Flooding is a major cause of concern to people living and working in US coastal towns. In fact, the Union of Concerned Scientists (UCS) predict in its latest report that 300,000 homes are at risk over the next 30 years and that nearly 2.4M homes are at risk by the end of this century.

In the state of Florida, more than 10% of its residential properties or +1M homes are at risk due to flooding by the end of this century.   Such home loss translates into losses of +$5B in annual property tax receipts.

New Jersey and New York, both walloped by Hurricane Sandy, stand at risk of losing 250,000 and 143,000 homes, respectively, due to flooding.

Rachael Cleetus, economist and policy director for the Climate and Energy Program under the umbrella of the UCS said, “What’s most striking as we look along our coasts is that the significant risks of sea level rise to properties identified in our study often aren’t reflected in current home values in coastal real estate markets. Unfortunately, years ahead may coastal communities will face declining property values as risk perceptions catch up with reality.”

According to the UCS report, communities located in Louisiana, Maryland, New Jersey and North Carolina could be the hardest hit by flooding and subsequent losses of property tax revenue. African American and Hispanic population groups located in California, Florida, New York, New Jersey, South Carolina and Texas could face greater hardships due to the combination of sea level rise, flooding, and longstanding social and economic inequities that prevent “speedy recoveries” from chronic flooding. Homeowners who face chronic flooding could also be facing underwater mortgage defaults as well.

Obviously, underwater homes and underwater mortgages translate into “underwater” tax revenues that fund schools, roads and emergency services. Just as obviously, underwater homes and underwater mortgages translate into underwater small and large lenders. The cycle is vicious.

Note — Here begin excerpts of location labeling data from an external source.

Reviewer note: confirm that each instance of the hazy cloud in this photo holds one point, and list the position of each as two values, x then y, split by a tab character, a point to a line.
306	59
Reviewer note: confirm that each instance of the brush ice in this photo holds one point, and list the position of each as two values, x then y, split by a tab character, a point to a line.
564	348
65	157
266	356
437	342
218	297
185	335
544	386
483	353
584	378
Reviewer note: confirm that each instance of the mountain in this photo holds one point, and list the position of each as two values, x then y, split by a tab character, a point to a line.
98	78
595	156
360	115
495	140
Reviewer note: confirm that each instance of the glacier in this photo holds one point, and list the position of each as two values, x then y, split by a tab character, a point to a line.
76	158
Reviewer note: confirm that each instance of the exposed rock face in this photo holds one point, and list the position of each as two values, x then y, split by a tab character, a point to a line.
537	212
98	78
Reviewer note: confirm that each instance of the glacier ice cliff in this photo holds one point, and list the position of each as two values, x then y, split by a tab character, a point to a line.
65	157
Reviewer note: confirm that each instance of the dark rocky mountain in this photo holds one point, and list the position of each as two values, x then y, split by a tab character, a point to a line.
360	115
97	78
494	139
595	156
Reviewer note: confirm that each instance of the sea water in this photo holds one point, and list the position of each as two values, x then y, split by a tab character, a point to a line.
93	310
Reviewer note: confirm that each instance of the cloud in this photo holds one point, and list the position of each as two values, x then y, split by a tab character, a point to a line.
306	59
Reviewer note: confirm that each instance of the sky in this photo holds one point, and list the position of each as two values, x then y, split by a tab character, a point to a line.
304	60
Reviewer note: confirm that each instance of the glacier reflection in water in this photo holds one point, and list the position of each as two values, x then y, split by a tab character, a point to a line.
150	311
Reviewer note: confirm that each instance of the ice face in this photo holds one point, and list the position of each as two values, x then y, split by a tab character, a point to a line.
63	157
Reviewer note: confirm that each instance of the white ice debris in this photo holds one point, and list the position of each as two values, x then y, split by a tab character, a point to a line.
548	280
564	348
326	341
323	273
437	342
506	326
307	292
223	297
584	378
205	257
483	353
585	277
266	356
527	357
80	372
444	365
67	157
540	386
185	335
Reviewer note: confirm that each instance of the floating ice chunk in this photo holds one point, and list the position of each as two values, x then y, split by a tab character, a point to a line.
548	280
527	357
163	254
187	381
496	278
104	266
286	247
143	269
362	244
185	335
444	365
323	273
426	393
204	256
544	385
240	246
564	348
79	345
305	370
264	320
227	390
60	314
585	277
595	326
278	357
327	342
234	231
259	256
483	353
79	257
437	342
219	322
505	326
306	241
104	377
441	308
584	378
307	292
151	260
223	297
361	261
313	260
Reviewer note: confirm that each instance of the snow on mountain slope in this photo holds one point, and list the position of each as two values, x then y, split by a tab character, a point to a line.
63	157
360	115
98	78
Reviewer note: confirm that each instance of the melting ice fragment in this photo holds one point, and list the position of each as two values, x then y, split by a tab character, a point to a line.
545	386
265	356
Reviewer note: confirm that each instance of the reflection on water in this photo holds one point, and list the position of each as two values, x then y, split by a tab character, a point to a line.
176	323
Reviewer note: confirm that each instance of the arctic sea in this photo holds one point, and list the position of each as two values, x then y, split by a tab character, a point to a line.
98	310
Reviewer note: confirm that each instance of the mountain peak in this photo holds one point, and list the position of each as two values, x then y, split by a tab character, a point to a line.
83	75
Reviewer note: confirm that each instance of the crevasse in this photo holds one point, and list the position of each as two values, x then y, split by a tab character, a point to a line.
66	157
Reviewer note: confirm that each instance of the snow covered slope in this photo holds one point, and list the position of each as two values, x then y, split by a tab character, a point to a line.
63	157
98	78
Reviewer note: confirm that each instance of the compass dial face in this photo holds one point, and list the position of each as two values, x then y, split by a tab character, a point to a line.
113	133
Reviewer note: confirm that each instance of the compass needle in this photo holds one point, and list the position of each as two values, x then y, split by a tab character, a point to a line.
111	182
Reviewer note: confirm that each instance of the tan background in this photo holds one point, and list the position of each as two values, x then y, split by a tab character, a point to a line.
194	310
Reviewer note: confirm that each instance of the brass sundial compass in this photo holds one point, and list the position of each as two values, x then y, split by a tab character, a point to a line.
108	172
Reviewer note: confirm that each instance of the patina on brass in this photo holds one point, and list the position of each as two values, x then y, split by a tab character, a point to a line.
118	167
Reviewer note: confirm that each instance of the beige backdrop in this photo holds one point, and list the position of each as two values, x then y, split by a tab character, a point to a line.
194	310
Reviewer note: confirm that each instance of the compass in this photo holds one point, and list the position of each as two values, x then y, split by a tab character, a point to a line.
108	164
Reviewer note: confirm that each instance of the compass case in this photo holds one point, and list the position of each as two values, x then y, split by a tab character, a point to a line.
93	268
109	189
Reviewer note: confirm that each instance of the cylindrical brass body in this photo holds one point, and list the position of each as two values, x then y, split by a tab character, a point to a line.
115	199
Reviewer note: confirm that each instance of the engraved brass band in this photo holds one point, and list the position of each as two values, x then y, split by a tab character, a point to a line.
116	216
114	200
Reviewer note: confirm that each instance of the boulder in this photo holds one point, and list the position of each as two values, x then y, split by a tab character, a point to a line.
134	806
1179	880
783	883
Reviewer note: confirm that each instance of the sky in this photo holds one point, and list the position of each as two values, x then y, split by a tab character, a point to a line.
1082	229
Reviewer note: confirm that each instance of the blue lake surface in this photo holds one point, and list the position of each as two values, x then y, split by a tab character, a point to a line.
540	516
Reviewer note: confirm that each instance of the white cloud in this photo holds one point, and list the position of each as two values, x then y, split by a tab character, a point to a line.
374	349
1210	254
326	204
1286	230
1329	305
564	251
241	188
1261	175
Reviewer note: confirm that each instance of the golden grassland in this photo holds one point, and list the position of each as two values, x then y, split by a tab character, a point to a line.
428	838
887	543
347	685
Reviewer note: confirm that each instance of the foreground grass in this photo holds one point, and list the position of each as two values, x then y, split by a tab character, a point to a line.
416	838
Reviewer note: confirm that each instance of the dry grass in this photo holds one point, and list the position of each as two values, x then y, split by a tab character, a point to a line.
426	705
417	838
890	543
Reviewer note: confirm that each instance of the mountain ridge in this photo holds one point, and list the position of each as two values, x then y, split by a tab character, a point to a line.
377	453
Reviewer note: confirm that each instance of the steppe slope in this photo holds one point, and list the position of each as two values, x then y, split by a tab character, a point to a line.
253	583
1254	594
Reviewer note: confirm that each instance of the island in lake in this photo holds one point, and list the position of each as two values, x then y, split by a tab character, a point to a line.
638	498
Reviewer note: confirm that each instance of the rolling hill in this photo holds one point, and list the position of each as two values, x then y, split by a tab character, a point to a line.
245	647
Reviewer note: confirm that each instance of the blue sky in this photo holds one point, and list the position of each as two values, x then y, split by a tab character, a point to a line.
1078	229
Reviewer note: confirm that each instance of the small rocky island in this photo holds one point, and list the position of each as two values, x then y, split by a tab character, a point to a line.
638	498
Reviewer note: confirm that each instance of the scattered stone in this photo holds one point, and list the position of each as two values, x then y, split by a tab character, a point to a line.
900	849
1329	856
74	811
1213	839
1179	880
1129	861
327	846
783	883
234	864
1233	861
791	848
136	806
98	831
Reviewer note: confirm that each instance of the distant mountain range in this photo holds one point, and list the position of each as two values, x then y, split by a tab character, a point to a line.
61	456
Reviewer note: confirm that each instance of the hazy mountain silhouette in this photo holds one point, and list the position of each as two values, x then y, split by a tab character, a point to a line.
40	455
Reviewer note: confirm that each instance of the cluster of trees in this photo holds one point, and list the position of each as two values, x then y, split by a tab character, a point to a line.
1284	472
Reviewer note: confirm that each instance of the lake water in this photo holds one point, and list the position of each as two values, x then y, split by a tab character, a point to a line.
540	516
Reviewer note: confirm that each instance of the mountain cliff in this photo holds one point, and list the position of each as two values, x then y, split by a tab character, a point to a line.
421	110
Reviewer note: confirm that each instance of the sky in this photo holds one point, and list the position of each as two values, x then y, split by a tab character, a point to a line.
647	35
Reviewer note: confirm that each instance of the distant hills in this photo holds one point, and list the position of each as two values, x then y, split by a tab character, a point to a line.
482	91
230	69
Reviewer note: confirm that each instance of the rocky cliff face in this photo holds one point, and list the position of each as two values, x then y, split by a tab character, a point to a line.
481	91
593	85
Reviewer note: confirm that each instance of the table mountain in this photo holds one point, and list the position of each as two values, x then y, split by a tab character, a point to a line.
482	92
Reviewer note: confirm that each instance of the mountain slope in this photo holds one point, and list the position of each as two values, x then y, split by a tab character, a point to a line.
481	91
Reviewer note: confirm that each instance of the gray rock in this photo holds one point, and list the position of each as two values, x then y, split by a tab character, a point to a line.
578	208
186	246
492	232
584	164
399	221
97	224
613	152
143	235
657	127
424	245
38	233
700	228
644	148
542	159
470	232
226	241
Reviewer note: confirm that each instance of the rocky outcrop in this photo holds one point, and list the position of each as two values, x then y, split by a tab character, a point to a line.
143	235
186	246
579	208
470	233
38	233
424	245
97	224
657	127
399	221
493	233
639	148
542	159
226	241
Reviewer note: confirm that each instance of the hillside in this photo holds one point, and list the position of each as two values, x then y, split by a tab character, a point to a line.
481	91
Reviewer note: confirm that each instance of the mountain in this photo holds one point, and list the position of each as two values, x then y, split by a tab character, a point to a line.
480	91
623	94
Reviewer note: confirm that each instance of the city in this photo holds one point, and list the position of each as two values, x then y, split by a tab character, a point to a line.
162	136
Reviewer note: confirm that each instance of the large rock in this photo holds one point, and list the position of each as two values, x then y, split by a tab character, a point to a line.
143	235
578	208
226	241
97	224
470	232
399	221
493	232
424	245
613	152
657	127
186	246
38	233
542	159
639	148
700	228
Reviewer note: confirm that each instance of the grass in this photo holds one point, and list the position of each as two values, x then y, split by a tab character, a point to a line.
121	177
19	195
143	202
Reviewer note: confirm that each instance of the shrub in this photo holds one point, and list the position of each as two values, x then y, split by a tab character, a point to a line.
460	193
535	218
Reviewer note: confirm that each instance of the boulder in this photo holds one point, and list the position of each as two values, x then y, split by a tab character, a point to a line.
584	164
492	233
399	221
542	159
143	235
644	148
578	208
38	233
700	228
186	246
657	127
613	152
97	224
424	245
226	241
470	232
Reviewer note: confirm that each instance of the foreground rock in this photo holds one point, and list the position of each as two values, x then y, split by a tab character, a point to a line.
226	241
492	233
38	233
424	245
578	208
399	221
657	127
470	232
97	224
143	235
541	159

Neither renters nor more affluent homeowners are left unscathed in this cycle. Those homeowners would become more responsible for supporting essential city/county/state services and infrastructure needs, thus losing more of what they own and their wealth. Renters may become squeezed into even tighter rental markets as more homeowners are forced to rent if/when they lose their homes. Plus, renters may have to put up with decaying buildings and increased “nuisance” flooding.

This latest report by the Union of Concerned Scientists is quite clear in its conclusion that “…now, sea level risks are different from what they were in the past. Before, flooding and sea level rising in coastal properties crashed the values of coastal properties. Then, those values recovered. Now, those coastal property values are not going to recover.”

The time to target policy improvements and market drivers of risky coastal development is now.